Diamonds (the rock type) are small.....and they cost alot more than a gecko.... The reason they can be some what pricey is the same reason you went out looking to get one. Also being small make them attractive to a large amount of people who don't want big enclosures around the house, yet want to try to breed something.


----------



## caustichumor (Sep 8, 2008)

I keep free range AHG.


----------



## GSXR_Boy (Sep 8, 2008)

ScottRamsay said:


> $100 dolars for lunch? Where are you shopping. .


 
I meant per week.
If you are baulking at the price of purchasing the gecko, i could imagine what would happen if it got sick and you found out the cost of a vet fee.


----------



## ScottRamsay (Sep 8, 2008)

Khagan said:


> I don't think they are expensive, if you truly want one then you would be prepared to pay for it even if it meant saving up... To me it just seems like you just had a "Hey that seems like a good idea i'll get one" spare of the moment choice.
> 
> Btw are you also going to complain about the price of crickets/woodies to feed it because they aren't big either?
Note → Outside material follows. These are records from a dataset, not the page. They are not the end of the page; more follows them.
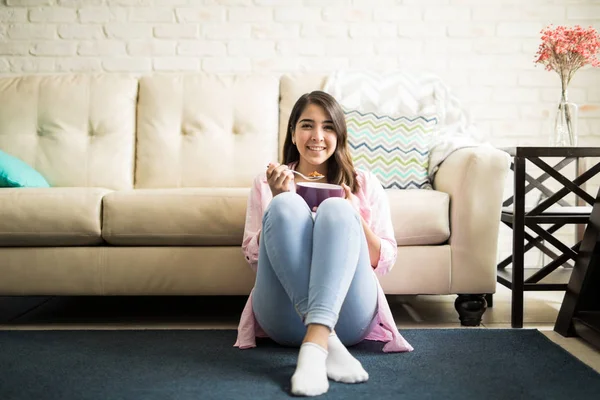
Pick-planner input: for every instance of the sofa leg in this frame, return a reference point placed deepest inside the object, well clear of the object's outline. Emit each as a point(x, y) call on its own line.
point(470, 308)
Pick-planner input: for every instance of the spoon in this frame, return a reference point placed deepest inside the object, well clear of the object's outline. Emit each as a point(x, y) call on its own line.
point(308, 178)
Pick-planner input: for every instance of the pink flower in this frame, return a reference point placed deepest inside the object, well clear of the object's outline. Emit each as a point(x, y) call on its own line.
point(565, 50)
 It was a "Hey that seems like a good idea i'll get one" thought because I had a small aquarium I wasn't using. I thought geckos would be cheap because I thought they are just an animal you find around the garden, and when breeding, they wouldn't take up as much room as a snake. But I guess there is more to it.


----------



## Freeloader (Sep 8, 2008)

When you have an addiction price isn't a worry. Around $170 to $200 maybe more.


----------